A Terceira Turma do Superior Tribunal de Justiça (STJ) entendeu que a convenção de arbitragem não pode ser afastada pelo juízo estatal sob o argumento de hipossuficiência financeira da parte contratante que teve a falência decretada.
“Diante da falência de uma das contratantes, que firmou cláusula compromissória, o princípio kompetenz-kompetenz deve ser respeitado, impondo ao árbitro avaliar a viabilidade ou não da instauração da arbitragem”, afirmou a relatora do processo, ministra Nancy Andrighi.

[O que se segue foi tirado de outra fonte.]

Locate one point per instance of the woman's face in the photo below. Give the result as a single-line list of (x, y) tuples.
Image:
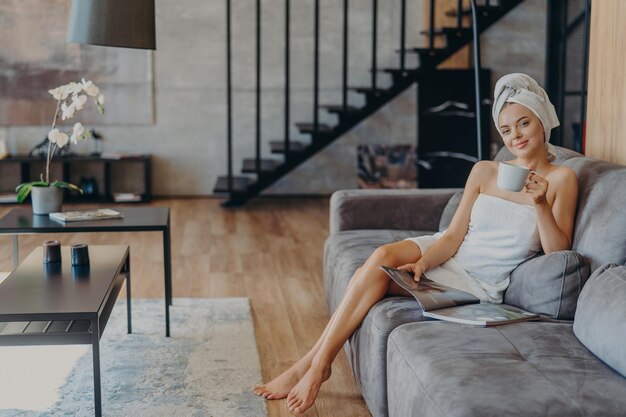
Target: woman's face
[(521, 130)]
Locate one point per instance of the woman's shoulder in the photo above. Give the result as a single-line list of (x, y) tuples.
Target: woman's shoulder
[(485, 167), (562, 174)]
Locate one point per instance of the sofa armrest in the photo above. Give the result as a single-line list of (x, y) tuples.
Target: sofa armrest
[(549, 284), (388, 209)]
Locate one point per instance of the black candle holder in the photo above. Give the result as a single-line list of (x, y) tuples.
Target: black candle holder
[(51, 251), (80, 254)]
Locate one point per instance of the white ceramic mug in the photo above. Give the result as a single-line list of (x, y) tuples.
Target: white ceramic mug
[(512, 177)]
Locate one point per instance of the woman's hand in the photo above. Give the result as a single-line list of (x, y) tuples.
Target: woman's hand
[(417, 269), (536, 188)]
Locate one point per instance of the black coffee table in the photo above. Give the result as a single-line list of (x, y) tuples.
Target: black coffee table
[(57, 304), (136, 219)]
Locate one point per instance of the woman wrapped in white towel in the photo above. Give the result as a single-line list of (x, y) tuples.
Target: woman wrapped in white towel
[(492, 231)]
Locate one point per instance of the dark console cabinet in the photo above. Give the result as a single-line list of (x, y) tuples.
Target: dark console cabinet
[(446, 142), (123, 179)]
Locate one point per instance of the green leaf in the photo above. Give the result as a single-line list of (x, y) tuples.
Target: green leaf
[(63, 184), (23, 190)]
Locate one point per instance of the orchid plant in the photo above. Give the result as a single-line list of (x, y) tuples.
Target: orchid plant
[(71, 98)]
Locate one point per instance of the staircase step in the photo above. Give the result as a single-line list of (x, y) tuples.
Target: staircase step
[(480, 10), (267, 165), (457, 35), (278, 146), (240, 184), (369, 91), (309, 128), (338, 108), (424, 51), (437, 32)]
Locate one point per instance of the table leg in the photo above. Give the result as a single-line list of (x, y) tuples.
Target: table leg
[(168, 277), (95, 336), (127, 266), (16, 252)]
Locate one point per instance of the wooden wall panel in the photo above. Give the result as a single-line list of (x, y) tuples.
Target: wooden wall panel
[(606, 107)]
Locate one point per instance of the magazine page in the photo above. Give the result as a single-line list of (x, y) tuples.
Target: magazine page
[(429, 294), (483, 314), (86, 215)]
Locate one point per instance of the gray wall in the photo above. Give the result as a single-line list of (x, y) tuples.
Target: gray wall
[(188, 139)]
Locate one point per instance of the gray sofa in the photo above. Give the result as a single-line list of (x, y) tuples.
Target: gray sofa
[(406, 365)]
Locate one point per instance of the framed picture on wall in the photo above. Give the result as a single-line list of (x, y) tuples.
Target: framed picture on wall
[(386, 166), (35, 58)]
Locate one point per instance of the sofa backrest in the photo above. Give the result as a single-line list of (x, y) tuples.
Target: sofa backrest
[(600, 225)]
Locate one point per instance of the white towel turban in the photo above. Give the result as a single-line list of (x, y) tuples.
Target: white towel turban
[(522, 89)]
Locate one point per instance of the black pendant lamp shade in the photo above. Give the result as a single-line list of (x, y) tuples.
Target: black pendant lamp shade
[(121, 23)]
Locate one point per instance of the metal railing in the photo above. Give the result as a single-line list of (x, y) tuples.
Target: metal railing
[(430, 41)]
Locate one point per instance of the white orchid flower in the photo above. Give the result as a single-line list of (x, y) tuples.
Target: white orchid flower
[(68, 111), (60, 93), (90, 88), (57, 137), (77, 133), (79, 100), (74, 87)]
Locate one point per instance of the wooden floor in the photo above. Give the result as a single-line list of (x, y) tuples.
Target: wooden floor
[(270, 251)]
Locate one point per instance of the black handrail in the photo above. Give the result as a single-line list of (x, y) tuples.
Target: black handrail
[(344, 93), (258, 87), (316, 69), (475, 34), (402, 32), (431, 30), (374, 42), (229, 121), (287, 74), (583, 82)]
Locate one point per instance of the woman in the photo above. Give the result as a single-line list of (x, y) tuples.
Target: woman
[(492, 231)]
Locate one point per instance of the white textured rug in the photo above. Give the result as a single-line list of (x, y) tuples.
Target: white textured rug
[(206, 368)]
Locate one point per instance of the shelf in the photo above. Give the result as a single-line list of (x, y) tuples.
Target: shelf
[(105, 179)]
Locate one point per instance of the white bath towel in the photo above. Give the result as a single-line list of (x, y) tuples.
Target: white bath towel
[(502, 234), (523, 89)]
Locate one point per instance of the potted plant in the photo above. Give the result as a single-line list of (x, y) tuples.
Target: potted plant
[(47, 197)]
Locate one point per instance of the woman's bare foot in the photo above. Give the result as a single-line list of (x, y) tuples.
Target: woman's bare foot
[(304, 393), (280, 386)]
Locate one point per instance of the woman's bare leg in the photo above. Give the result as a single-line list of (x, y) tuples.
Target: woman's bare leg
[(367, 287), (280, 386)]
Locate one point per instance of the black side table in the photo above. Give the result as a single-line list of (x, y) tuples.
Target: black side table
[(136, 219), (57, 304)]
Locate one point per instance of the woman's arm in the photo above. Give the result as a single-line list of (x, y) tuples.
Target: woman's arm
[(449, 243), (556, 222)]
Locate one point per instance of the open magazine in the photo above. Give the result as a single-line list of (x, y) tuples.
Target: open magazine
[(86, 215), (441, 302)]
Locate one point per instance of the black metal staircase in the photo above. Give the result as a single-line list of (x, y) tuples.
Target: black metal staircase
[(261, 173)]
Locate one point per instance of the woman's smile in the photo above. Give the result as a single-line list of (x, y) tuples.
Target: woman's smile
[(521, 144)]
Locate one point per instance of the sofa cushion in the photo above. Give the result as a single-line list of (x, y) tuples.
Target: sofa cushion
[(366, 349), (600, 226), (522, 369), (549, 284), (600, 319)]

A decisão teve origem em ação ordinária com pedido de indenização ajuizada por um grupo de empresas do ramo da construção civil contra seus investidores, em razão de suposto descumprimento na entrega dos aportes financeiros e na execução das garantias.
Em primeira instância, o processo foi extinto sem resolução do mérito, diante da existência de cláusula arbitral. Em apelação, a decisão foi reformada, e afastada a convenção arbitral, em virtude da situação de hipossuficiência financeira de uma das autoras, cuja falência foi decretada.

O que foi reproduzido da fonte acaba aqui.